Metaclasses are not part of the MRO however, since the MRO just deals with standard inheritance. If you check the MRO of the
Child class, you will see that the metaclass is not included
>>> Child.mro() [<class '__main__.Child'>, <class '__main__.Parent'>, <class '__main__.GrandParent'>, <class 'object'>] >>> Child.__class__ <class '__main__.NewType'> >>>
Why are ABC called
abstract? ABCs can be instantiated, so they are after all not pure interfaces (like Java ones, for example)
>>> import abc >>> class MyABC(metaclass=abc.ABCMeta): ... pass ... >>> m = MyABC() >>>
They may however define some methods as abstract, using the
abc.abstractmethod decorator, which prevents the class from being instantiated if the method is not implemented. Let me give you a simple example: I define an Abstract Base Class with and abstract method
class MyABC(metaclass=abc.ABCMeta): @abc.abstractmethod def get(self): pass
and try to instantiate it. Python complains
>>> m = MyABC() Traceback (most recent call last): File "<stdin>", line 1, in <module> TypeError: Can't instantiate abstract class MyABC with abstract methods get
I am forced to create a new class that inherits from
MyABC and implements the method
class Concrete(MyABC): def get(self): return 1
Now I can instantiate the class.
>>> c = Concrete() >>>
Check the official documentation of Abstract Base Classes for a complete description of
What about the behaviour?
So, what happened to the Python tenet "Check the behaviour and not the structure"? With collections, after all, we dropped the EAFP protocol, going back to a Look Before You Leap approach.
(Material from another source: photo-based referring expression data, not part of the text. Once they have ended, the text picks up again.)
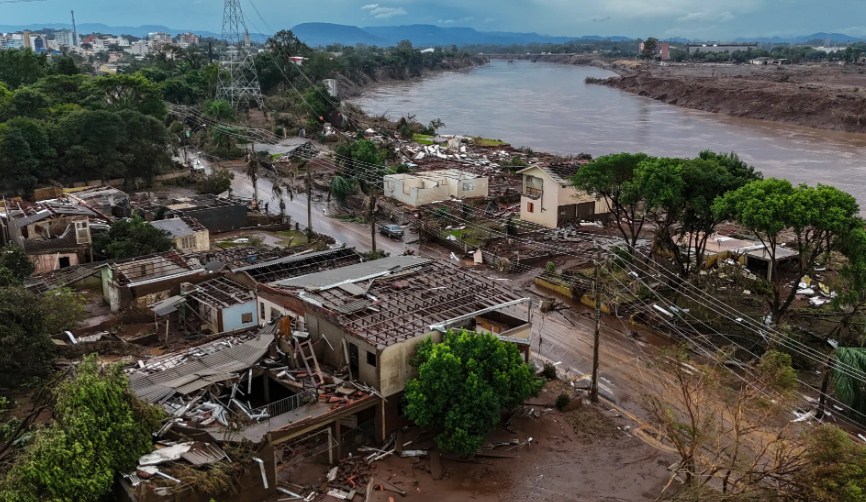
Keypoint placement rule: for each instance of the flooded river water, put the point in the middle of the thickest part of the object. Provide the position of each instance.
(548, 107)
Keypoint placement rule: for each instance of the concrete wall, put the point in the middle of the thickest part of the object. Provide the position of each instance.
(219, 218)
(394, 367)
(545, 209)
(429, 187)
(468, 188)
(50, 262)
(268, 310)
(201, 243)
(319, 327)
(231, 316)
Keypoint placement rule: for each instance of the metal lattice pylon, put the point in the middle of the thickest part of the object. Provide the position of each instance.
(238, 82)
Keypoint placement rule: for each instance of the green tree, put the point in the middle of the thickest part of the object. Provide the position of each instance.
(144, 149)
(131, 237)
(612, 178)
(217, 182)
(21, 67)
(834, 469)
(100, 429)
(29, 320)
(464, 384)
(219, 109)
(820, 218)
(128, 92)
(650, 47)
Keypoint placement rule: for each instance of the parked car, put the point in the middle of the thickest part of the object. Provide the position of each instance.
(392, 231)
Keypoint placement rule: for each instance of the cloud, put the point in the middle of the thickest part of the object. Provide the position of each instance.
(701, 17)
(462, 20)
(382, 12)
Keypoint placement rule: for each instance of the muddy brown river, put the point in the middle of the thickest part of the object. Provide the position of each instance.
(548, 107)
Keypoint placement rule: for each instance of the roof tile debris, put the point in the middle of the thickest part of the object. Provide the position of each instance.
(179, 227)
(405, 296)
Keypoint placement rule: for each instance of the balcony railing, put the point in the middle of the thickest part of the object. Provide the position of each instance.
(532, 193)
(284, 406)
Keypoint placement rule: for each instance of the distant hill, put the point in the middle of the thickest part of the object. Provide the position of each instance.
(802, 39)
(318, 34)
(421, 35)
(137, 31)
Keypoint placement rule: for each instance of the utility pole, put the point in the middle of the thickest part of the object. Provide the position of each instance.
(74, 30)
(237, 81)
(593, 389)
(309, 202)
(373, 219)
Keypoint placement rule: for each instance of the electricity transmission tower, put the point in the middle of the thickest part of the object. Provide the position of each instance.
(238, 82)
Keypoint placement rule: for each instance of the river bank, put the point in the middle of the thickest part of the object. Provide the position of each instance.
(823, 96)
(350, 88)
(829, 97)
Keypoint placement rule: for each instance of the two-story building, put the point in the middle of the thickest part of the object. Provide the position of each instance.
(371, 316)
(187, 234)
(418, 189)
(549, 199)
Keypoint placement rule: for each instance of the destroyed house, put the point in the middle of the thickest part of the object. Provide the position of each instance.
(270, 305)
(287, 148)
(220, 305)
(234, 257)
(371, 316)
(549, 199)
(107, 200)
(418, 189)
(242, 388)
(215, 214)
(140, 282)
(187, 234)
(54, 233)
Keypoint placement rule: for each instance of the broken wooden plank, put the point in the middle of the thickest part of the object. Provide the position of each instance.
(368, 495)
(436, 465)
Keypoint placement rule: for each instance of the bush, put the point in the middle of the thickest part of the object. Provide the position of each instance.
(562, 401)
(549, 371)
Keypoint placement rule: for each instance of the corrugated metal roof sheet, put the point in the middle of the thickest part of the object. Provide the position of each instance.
(175, 226)
(352, 307)
(153, 387)
(203, 453)
(353, 273)
(167, 306)
(352, 289)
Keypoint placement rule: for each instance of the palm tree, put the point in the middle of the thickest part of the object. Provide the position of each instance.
(256, 161)
(849, 376)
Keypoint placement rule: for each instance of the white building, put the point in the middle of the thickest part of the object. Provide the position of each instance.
(418, 189)
(549, 199)
(66, 38)
(187, 234)
(138, 49)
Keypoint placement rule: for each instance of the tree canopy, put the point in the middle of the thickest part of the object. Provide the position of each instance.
(820, 219)
(463, 385)
(131, 237)
(100, 429)
(29, 320)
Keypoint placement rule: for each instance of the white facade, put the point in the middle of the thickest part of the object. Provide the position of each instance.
(550, 201)
(139, 48)
(65, 37)
(428, 187)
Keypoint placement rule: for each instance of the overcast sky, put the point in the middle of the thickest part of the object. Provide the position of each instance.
(696, 19)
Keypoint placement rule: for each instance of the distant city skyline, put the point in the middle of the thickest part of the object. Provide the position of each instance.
(697, 19)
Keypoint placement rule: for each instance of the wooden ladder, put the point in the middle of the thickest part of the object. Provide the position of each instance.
(307, 353)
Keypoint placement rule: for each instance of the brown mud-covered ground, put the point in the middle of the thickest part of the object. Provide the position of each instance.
(824, 96)
(588, 453)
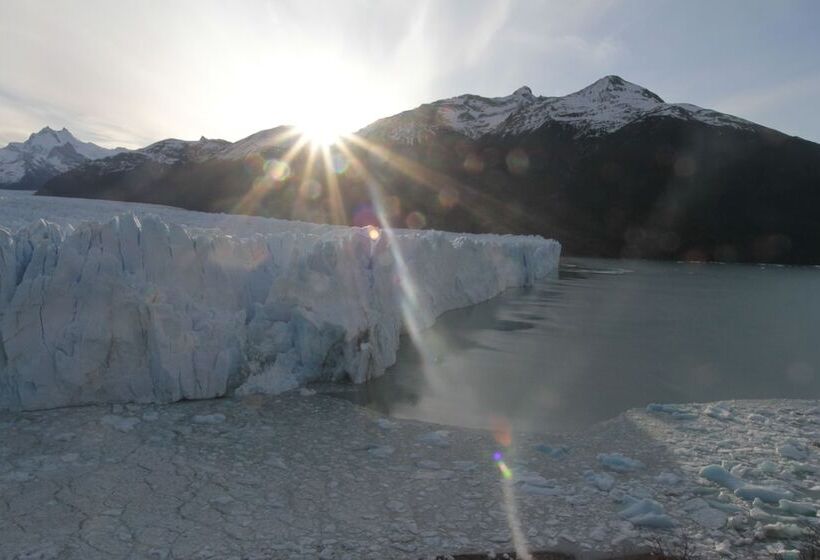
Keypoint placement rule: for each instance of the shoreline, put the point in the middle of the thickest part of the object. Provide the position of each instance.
(301, 475)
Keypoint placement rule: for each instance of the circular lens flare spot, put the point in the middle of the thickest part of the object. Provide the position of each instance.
(415, 220)
(339, 163)
(518, 162)
(448, 197)
(278, 170)
(313, 189)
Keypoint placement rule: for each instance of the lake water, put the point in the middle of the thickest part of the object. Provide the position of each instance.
(604, 336)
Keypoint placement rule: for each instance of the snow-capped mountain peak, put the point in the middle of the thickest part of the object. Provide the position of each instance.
(524, 92)
(602, 107)
(46, 153)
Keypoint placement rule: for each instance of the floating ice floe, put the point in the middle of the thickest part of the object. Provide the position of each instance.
(742, 489)
(122, 424)
(619, 462)
(438, 438)
(554, 451)
(602, 481)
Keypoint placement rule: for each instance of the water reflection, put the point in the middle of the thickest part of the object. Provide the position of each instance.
(606, 336)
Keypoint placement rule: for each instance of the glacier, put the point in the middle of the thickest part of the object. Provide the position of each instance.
(153, 307)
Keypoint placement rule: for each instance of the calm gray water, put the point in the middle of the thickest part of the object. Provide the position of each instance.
(605, 336)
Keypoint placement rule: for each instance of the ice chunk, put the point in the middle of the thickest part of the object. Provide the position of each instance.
(799, 508)
(120, 423)
(381, 451)
(768, 494)
(720, 476)
(647, 513)
(668, 479)
(438, 438)
(215, 418)
(793, 450)
(554, 451)
(675, 411)
(602, 481)
(781, 530)
(619, 462)
(718, 411)
(386, 424)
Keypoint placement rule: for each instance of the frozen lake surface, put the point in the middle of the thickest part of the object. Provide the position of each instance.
(607, 336)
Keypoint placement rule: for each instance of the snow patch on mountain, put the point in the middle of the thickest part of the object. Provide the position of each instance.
(138, 307)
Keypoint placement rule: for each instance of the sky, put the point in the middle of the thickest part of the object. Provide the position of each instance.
(128, 73)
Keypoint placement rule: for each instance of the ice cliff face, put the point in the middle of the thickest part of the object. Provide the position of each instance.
(141, 309)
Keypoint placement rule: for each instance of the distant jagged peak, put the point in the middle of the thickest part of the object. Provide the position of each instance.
(523, 91)
(613, 87)
(52, 137)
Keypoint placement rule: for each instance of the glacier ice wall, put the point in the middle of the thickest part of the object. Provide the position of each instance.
(140, 309)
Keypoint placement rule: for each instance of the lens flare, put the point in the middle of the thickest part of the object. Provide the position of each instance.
(415, 220)
(340, 163)
(278, 170)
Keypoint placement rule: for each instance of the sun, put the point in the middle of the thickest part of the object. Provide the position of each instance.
(321, 133)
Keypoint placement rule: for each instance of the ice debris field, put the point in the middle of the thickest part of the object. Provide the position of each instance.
(305, 475)
(111, 302)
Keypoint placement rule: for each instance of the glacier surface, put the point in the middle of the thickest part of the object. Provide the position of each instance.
(148, 306)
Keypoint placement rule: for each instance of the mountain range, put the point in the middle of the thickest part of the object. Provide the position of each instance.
(611, 170)
(46, 154)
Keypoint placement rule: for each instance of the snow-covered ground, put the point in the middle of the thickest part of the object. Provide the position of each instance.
(115, 302)
(302, 475)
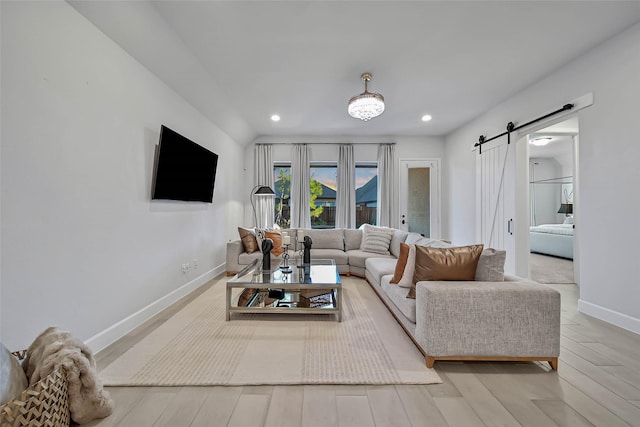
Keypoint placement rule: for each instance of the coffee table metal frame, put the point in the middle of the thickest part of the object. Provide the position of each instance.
(320, 275)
Are we going against the philosophy at the very base of the language?
It is very interesting to see what Guido van Rossum, creator of the Python language, says about this in PEP 3119: Invocation means interacting with an object by invoking its methods. Usually this is combined with polymorphism, so that invoking a given method may run different code depending on the type of an object. Inspection means the ability for external code (outside of the object's methods) to examine the type or properties of that object, and make decisions on how to treat that object based on that information. [...] In classical OOP theory, invocation is the preferred usage pattern, and inspection is actively discouraged, being considered a relic of an earlier, procedural programming style. However, in practice this view is simply too dogmatic and inflexible, and leads to a kind of design rigidity that is very much at odds with the dynamic nature of a language like Python.
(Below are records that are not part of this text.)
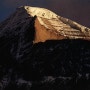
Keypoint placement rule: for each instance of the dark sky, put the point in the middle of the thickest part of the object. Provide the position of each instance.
(77, 10)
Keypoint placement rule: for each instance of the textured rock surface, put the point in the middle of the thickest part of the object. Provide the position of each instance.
(40, 50)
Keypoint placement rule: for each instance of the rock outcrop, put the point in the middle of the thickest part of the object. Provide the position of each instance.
(44, 51)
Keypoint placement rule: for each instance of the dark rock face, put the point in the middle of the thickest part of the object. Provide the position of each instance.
(50, 65)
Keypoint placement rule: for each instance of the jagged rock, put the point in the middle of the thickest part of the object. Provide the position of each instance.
(41, 50)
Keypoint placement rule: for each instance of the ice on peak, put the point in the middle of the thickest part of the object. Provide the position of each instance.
(41, 12)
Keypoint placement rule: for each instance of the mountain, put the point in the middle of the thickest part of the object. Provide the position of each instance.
(41, 50)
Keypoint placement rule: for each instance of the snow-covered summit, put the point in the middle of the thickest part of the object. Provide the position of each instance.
(41, 12)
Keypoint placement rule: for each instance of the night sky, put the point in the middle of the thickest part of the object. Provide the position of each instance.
(77, 10)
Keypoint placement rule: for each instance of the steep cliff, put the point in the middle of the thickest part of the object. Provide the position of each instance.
(40, 50)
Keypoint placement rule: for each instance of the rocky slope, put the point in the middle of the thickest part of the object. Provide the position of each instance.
(41, 50)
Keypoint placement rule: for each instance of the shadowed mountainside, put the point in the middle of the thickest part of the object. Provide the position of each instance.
(35, 55)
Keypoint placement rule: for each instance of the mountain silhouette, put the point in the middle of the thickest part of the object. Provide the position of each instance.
(40, 50)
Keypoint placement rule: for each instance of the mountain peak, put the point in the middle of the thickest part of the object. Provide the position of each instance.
(47, 25)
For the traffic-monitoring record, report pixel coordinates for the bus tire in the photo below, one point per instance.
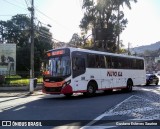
(91, 89)
(129, 85)
(68, 94)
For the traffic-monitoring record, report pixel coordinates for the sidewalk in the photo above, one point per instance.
(19, 93)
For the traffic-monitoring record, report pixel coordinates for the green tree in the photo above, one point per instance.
(17, 30)
(101, 15)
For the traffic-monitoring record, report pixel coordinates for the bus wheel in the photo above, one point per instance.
(91, 89)
(129, 86)
(68, 94)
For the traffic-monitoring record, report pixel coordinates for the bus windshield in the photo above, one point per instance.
(59, 66)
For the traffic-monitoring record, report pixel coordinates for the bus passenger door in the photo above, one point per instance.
(78, 70)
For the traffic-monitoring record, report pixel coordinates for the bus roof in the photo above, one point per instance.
(97, 52)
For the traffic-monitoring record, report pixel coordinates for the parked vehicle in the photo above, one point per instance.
(152, 79)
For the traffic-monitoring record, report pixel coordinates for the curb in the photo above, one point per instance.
(18, 88)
So the point is that forcing the use of a pure polymorphic approach sometimes can lead to solutions that are too complex or even incorrect. The key words here, in my opinion, are "dogmatic", "inflexible", and "rigidity", opposed to "dynamic nature". I really like this flexibility in a language and in its author.
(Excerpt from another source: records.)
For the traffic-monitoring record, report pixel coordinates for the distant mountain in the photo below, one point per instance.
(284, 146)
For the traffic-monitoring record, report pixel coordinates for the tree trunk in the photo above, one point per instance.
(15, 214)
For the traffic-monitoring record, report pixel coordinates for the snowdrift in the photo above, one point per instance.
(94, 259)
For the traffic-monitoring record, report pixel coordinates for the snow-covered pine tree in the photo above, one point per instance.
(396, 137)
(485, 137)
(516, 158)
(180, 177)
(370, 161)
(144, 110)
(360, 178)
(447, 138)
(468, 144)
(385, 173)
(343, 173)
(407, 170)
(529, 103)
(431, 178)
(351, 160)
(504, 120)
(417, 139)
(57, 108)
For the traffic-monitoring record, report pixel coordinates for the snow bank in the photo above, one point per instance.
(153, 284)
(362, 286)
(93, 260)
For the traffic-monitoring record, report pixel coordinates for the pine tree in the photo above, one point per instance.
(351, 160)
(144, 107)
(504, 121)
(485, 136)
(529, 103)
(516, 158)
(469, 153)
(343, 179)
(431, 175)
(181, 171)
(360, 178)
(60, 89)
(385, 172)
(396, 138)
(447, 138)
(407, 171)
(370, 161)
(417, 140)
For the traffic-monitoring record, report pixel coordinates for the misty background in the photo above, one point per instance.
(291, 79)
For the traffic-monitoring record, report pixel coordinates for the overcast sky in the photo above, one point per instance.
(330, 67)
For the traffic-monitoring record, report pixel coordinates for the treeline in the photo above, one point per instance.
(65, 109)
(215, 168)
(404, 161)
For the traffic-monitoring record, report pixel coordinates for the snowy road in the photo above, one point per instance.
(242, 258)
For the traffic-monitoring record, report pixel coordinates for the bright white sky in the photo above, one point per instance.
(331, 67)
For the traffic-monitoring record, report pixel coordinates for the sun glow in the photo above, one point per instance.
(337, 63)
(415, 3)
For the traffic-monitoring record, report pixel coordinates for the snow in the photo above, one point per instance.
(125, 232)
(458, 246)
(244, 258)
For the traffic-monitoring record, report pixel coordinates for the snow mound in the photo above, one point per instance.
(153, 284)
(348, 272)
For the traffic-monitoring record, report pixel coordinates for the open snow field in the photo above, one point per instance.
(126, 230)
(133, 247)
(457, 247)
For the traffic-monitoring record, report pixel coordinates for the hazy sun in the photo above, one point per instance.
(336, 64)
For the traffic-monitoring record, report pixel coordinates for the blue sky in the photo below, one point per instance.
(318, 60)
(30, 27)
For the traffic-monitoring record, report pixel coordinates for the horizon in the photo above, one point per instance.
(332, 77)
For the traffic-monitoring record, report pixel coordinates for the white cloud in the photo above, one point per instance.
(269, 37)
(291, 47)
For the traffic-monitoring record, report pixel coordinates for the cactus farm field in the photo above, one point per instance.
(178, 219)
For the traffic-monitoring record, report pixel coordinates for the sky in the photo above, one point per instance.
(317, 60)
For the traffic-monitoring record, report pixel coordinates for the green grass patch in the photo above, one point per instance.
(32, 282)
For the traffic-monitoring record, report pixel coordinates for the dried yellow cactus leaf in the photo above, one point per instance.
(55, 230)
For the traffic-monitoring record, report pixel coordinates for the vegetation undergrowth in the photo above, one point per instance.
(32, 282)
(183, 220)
if isinstance(obj, collections.Sequence) is not EAFP, neither is any conditional test you may write. Nevertheless, no one would replace conditional tests with a pure EAFP approach, simply because sometimes those tests are more readable. This is the exact purpose of collections in Python and ABCs in general: to allow parts of the code to be simpler.
I hope this post helped you understand that Abstract Base Classes, and in particular the standard collections, are useful and easy to understand. Metaclasses are also not that scary and dangerous, even if using them obviously requires some skill.
The official documentation of the
abc module is very well written. Here you find the version for Python 3.5. I also suggest to read the original PEP 3119 and the related PEP 3141 for a deeper understanding of the topic.